Lister: Lister to Red Dwarf. Displays evidence of spoiling for a

rumble. Seems unable to grasp simple threats. With careful pummelling

could, possibly, be sucking tomorrow's lunch through a straw.

Binks: Binks to Enlightenment. The human is under the delusion that

he is somehow able to bestow physical violence to a hologram.

Lister: Lister to Red Dwarf. The intruder seems to be blissfully

unaware that we have a rather sturdy holowhip in the munitions

cabinet. Unless he wants his derriere minced like burger meat, he'd

better be history in two seconds flat. (eats cigarette, removes his

jacket)

Binks: Binks to Enlightment. Recon mission complete. Transmit. With

speed. Enlightment, quickly, please.

I'm not the greatest at making speeches, so I'll just get this over

with. I know I haven't been the easiest person to get along with,

and I know, given the choice, I probably wouldn't have chosen you as

friends.I just want to say. over the years, I have come to regard you

as ... people I met.

-Rimmer

"Kryten personal blackbox recording. Time: unknown. Location:

unknown. Cause of accident: unknown. Should someone find this

recording, perhaps it will shed light as to what happened here. My

short-term memory has been erased. This I ascribe to the proximity of

the magnetic coils from Starbug's rear engine. Secondly, due to the

proximity of the magnetic coils, my short-term memory appears to have

been erased. This, combined with the erasure of my short-term memory,

has left me a little disoriented."

-Kryten

(lines like ` this' are typed -- spelling errors sic)

Lister: Help. Something is crawling up my leg. I think it's a

taranshula.

Cat: You're playing that dumb adventure game!

Lister: It's in my boxers. I think it's making a nest.

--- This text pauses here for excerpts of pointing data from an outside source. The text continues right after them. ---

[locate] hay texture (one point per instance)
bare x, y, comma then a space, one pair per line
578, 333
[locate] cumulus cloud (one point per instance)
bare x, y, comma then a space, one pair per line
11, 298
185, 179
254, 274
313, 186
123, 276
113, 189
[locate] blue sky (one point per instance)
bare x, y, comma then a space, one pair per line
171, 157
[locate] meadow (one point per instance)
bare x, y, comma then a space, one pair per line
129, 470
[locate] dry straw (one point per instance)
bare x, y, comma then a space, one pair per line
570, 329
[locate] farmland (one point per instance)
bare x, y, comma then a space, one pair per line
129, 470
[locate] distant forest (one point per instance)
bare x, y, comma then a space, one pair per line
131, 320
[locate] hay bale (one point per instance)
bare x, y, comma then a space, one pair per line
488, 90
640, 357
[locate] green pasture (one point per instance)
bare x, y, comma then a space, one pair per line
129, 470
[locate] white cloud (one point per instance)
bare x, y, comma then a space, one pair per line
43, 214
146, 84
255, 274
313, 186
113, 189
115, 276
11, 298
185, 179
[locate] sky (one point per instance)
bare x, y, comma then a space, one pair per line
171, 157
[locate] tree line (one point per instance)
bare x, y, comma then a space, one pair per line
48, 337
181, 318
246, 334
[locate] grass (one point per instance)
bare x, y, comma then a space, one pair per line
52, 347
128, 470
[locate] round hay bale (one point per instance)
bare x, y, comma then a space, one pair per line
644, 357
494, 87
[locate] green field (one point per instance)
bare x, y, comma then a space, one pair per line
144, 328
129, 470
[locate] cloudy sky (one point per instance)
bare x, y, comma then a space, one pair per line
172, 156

Cat: Well, buy a potion from Gandalf the Master Wizard -- that's what

I usually do.

Lister: I'm SERIOUS.

Cat: (looks down, sees it, then begins typing too) It has an eye

the size of a meatball.

Lister: Kill it.

Cat: How?

Lister: I can't think straight. I've got a taranshula with an eye

the size of a meatball setting up home in my joy department. Help me.

Cat: I'm scared

Lister: YOU'RE scared? How d'you think I feel?

Cat: You haven't SEEN it!

Lister: The lower half of my body has gone numb.

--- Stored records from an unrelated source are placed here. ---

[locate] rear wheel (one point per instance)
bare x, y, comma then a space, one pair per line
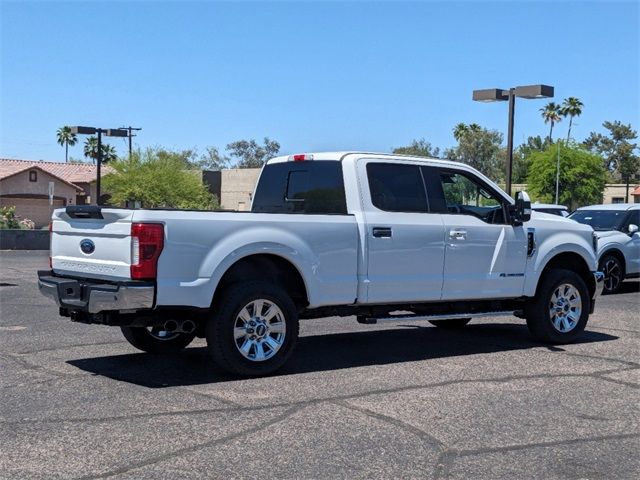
254, 329
156, 339
613, 273
560, 310
450, 324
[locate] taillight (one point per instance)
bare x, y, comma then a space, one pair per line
50, 243
147, 240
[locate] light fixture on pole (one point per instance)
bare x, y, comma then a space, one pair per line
109, 132
497, 95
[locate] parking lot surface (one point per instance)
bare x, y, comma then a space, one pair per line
401, 400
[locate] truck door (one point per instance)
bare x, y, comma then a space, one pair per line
405, 247
485, 256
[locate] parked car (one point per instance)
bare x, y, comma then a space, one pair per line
328, 234
551, 208
616, 226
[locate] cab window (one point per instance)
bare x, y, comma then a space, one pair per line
463, 195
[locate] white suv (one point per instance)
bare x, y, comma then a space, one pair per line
616, 227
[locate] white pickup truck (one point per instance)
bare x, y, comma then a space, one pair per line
343, 234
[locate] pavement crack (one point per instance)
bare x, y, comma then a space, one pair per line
527, 446
65, 347
407, 427
30, 366
606, 359
192, 448
213, 396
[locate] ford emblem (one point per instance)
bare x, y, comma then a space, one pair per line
87, 246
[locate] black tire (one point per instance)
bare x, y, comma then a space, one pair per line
613, 271
538, 310
452, 324
226, 320
149, 341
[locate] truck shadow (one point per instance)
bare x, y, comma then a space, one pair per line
318, 353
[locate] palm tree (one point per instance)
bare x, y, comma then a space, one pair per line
66, 138
91, 150
459, 130
108, 153
551, 114
571, 107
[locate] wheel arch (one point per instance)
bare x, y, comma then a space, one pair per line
266, 266
570, 261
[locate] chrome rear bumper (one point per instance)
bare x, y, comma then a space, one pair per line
95, 297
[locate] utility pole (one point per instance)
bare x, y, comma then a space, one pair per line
131, 129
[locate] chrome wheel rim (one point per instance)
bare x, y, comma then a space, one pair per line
565, 308
159, 333
612, 274
259, 330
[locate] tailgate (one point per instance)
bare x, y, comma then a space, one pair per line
92, 242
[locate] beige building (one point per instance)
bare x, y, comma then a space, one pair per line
26, 185
236, 188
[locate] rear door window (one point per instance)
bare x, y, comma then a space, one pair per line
397, 187
314, 187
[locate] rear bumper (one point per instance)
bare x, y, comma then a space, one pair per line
95, 297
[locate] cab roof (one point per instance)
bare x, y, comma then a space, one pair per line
341, 155
613, 206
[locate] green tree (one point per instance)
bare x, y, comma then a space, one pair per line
158, 178
8, 218
91, 150
66, 138
551, 114
480, 148
418, 148
582, 176
618, 150
522, 157
571, 107
212, 159
251, 155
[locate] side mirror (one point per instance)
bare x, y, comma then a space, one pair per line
522, 209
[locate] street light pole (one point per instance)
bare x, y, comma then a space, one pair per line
109, 132
512, 107
558, 173
98, 162
499, 94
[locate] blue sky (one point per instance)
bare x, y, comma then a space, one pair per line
312, 75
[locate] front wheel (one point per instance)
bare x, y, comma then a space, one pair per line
156, 340
560, 309
253, 330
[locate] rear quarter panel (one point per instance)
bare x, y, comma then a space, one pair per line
201, 246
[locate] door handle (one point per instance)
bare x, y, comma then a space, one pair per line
458, 234
382, 232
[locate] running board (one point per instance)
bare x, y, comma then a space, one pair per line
449, 316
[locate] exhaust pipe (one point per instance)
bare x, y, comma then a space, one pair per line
188, 326
180, 326
170, 326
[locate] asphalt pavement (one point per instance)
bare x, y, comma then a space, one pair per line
355, 401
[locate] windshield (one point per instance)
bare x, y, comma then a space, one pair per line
600, 219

Cat: That's probably for the best.

Lister: It's moving. Oh *$%^**!!!!

Hand: Hello. Kryten in danger. No time to explain. Follow.

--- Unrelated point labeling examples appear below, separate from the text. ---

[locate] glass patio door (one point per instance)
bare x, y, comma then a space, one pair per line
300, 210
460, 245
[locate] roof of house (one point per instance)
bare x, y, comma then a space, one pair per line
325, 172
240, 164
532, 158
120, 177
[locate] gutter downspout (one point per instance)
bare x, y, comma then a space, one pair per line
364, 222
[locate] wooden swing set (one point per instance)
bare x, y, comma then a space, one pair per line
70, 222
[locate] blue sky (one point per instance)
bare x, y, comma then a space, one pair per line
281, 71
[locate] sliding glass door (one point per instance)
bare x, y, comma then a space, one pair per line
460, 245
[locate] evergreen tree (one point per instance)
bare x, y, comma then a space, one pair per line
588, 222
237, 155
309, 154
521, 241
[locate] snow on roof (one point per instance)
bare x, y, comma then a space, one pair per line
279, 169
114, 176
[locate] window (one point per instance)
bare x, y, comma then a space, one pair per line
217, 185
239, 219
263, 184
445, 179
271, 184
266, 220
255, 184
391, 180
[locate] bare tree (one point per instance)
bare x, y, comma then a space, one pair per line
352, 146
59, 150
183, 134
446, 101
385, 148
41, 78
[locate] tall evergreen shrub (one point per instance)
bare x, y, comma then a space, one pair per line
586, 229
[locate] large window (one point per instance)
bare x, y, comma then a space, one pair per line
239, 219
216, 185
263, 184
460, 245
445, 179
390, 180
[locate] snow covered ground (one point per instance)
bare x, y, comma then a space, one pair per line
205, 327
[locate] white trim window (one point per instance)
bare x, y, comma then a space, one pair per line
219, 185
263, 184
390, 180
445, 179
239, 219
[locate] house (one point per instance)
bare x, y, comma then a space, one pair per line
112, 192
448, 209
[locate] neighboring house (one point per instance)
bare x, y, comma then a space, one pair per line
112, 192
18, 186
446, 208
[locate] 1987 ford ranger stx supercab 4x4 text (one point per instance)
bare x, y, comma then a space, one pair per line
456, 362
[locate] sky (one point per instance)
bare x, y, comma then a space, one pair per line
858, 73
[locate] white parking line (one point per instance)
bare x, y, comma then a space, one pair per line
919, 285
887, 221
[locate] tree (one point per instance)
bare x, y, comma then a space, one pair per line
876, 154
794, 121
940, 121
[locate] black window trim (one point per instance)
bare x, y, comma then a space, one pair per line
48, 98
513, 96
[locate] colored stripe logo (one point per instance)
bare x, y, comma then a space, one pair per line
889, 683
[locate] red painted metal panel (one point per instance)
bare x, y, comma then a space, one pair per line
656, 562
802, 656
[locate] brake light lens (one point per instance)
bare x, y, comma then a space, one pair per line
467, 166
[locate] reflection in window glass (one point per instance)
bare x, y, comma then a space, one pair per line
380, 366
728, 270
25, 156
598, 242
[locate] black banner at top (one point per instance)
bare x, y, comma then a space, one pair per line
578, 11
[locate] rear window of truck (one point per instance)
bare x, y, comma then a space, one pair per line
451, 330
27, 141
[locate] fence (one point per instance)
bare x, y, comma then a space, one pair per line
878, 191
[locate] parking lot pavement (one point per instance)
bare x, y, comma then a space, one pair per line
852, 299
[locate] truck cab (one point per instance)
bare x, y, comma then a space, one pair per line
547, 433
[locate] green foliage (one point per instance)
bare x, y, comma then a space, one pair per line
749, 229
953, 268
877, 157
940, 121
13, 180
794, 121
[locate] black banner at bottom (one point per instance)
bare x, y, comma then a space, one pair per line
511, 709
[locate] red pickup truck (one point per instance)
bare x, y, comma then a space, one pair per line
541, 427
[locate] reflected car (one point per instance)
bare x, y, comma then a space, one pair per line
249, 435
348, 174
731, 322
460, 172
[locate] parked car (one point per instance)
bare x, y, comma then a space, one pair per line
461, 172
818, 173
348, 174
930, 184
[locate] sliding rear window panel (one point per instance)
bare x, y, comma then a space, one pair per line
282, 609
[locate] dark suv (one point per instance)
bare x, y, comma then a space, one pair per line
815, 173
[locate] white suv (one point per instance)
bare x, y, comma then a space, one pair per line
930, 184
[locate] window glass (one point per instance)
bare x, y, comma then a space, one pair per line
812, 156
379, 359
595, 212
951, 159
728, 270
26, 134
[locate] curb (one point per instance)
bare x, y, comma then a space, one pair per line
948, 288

Kryten: Sir, a couple of brief points: firstly, you're not a

qualified service engineer, and, consequently, sawing me in two will

invalidate my guarantee; secondly, I wouldn't trust you to open a can

of sardines that was already open.

Holly: Rude alert! Rude alert! An electrical fire has knocked out my

voice-recognition unicycle! Many Wurlitzers are missing from my

database! Abandon shop! This is not a daffodil! Repeat: This is not a

daffodil!

Rimmer: Well, thankfully, Holly's unaffected.